Does 'focal length' mean something different with lenses and pinhole cameras?

Focal length in Physics is a property of a lens usually labeled $f$. It doesn't depend on the distances to the object or image involved (though you may determine if from that information).

The distance from the lens to the image is the image distance, often labeled $q$ or $d_i$. If it's positive, there is a real image and that is where the film or sensor should be.

A pinhole camera doesn't have a lens. It has a focal length of $\infty$. This leads to a virtual image (negative $q$), but the pinhole gives it such a huge depth of field that you call place the film anywhere and get focus as if you had a real image.

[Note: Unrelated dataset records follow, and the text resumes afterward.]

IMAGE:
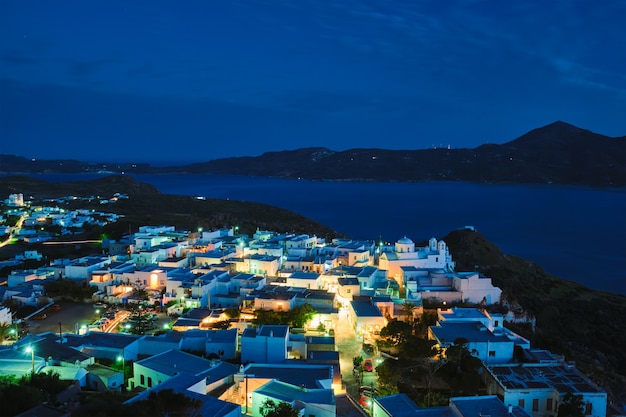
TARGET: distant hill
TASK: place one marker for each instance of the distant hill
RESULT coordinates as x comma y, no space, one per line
557,153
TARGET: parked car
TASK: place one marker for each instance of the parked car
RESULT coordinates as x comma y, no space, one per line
365,401
367,390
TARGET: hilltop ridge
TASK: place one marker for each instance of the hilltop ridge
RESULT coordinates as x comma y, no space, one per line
558,153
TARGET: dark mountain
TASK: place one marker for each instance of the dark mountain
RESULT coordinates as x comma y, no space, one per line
571,319
558,153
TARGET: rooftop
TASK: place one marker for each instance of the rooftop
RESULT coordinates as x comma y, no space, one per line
564,378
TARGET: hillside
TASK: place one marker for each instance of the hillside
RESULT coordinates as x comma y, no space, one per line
583,324
580,323
558,153
146,205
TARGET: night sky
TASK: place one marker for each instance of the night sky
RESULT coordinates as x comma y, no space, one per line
171,82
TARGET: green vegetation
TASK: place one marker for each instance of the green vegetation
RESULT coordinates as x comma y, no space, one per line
426,374
20,394
270,408
571,406
582,324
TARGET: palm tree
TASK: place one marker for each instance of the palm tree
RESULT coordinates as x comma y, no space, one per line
408,309
5,331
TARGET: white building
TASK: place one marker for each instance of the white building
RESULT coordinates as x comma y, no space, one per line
404,253
267,344
539,388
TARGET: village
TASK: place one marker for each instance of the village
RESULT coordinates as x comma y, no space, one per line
273,316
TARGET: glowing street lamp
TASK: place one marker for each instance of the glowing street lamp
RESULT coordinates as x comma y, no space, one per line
32,358
120,358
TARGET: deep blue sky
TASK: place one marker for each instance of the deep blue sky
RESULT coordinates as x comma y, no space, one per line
149,80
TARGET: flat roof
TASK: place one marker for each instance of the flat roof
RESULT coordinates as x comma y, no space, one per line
298,374
364,308
564,378
472,331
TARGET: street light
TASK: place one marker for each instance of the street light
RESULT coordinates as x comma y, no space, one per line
120,358
32,358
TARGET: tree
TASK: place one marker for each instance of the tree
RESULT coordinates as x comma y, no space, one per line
232,313
270,408
572,406
5,331
396,331
408,309
299,316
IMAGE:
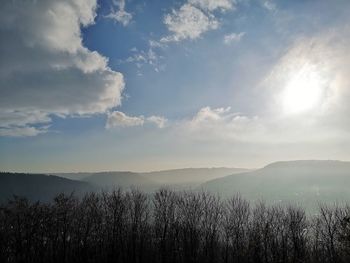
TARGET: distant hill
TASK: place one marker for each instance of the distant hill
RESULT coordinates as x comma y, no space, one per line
192,176
303,182
38,186
109,180
73,176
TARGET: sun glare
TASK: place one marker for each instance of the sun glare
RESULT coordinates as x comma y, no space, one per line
303,92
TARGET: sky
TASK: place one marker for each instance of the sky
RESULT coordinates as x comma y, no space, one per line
89,85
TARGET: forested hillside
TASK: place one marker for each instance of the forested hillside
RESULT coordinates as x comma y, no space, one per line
169,227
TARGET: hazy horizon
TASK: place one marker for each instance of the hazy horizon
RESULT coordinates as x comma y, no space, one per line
154,85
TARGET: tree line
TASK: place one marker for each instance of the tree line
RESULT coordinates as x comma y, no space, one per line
169,227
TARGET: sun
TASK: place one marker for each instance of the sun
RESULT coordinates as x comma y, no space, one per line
303,91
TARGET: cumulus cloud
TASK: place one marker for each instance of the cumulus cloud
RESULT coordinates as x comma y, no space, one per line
45,69
194,18
120,119
120,15
233,38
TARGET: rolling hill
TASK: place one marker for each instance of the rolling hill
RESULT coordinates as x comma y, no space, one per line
303,182
39,186
110,180
190,176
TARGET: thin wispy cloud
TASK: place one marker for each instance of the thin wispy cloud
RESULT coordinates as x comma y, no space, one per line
119,14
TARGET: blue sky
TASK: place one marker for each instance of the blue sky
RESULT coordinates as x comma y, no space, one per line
148,85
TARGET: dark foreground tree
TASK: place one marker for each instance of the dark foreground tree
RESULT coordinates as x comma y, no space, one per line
169,227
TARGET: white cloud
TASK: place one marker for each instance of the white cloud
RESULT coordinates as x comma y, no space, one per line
233,38
189,22
120,15
269,5
159,121
120,119
44,67
211,5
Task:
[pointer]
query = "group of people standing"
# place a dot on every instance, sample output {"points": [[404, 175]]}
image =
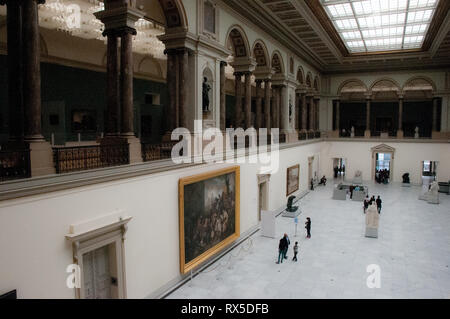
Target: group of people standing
{"points": [[368, 202], [382, 176], [339, 171], [283, 246]]}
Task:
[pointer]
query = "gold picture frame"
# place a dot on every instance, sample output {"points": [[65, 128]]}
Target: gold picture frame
{"points": [[188, 258], [290, 177]]}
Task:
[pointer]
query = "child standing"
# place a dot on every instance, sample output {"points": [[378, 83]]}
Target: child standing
{"points": [[295, 251], [308, 227]]}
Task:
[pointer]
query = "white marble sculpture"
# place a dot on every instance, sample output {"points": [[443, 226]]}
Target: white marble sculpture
{"points": [[433, 193], [358, 177], [372, 221]]}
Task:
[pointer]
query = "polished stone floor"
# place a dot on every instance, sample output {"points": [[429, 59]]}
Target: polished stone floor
{"points": [[412, 251]]}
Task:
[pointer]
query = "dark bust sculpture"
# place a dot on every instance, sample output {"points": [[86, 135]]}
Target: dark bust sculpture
{"points": [[406, 178], [206, 89], [291, 208]]}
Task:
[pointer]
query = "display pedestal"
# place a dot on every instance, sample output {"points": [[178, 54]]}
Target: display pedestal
{"points": [[291, 214], [372, 221], [268, 224]]}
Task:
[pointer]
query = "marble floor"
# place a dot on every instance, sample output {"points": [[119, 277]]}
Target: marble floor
{"points": [[412, 251]]}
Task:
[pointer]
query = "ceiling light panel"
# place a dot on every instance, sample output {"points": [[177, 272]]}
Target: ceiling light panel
{"points": [[381, 25]]}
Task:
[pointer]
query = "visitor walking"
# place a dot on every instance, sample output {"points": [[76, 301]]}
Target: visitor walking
{"points": [[295, 251], [366, 203], [287, 247], [379, 201], [308, 227], [282, 248]]}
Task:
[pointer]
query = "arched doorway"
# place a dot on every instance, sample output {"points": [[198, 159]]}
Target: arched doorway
{"points": [[383, 163]]}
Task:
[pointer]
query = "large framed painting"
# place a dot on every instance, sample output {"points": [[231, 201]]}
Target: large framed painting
{"points": [[292, 179], [209, 215]]}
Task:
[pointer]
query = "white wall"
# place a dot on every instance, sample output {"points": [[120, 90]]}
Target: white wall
{"points": [[34, 252], [407, 158]]}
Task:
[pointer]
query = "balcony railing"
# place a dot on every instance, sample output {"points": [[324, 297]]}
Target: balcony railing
{"points": [[155, 152], [81, 158], [14, 164]]}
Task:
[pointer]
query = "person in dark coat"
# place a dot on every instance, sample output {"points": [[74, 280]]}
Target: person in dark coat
{"points": [[282, 247], [366, 203], [308, 227], [379, 201], [287, 247]]}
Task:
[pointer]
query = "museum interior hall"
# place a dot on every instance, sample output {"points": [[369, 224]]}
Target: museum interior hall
{"points": [[224, 149]]}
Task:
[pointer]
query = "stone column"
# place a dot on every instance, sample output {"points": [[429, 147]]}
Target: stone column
{"points": [[126, 79], [367, 133], [183, 60], [284, 109], [172, 88], [338, 116], [223, 113], [311, 113], [41, 154], [304, 113], [31, 71], [435, 106], [248, 100], [400, 117], [275, 107], [267, 103], [297, 112], [15, 71], [316, 113], [127, 95], [238, 95], [258, 123], [112, 85]]}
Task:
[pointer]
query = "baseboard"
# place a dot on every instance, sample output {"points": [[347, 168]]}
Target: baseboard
{"points": [[176, 283]]}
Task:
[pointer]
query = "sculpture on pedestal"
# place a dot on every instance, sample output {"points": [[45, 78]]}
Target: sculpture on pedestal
{"points": [[372, 221], [205, 94], [291, 210], [290, 207], [432, 195], [358, 177], [406, 178], [406, 181]]}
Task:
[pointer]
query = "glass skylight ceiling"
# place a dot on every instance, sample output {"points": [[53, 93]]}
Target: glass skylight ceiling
{"points": [[381, 25]]}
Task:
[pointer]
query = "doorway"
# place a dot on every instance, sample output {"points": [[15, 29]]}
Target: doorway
{"points": [[383, 163], [339, 167], [429, 172], [383, 168], [100, 273], [263, 194]]}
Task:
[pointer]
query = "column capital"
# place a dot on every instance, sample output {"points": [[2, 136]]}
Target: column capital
{"points": [[119, 18]]}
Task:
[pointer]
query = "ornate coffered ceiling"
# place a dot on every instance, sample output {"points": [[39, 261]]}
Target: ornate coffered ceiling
{"points": [[304, 27]]}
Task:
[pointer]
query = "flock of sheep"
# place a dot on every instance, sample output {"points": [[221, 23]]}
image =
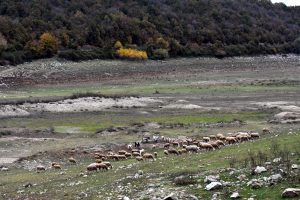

While your sketch is correct, its scales may confuse you in this case. Do remember that, denoting the distances from the lens to the object and image plane by $z_o$ and $z_i$, respectively, we have $$\frac 1f = \frac{1}{z_o} + \frac{1}{z_i}.$$

Now in real world scenes, usually the camera dimensions are very small, so that $$z_o \gg z_i \Rightarrow f \approx z_i.$$ This means that a lensed camera with "focal point" at a distance $f$ from the lens can be geometrically thought of as a pinhole camera with "focal length" $f$. Of course the main difference is that since the lens in fact focuses many rays from the object to the same point on the image plane, the resulting intensity will be much higher. This approximation is very useful, however, when you try to figure the directions distances towards photographed objects.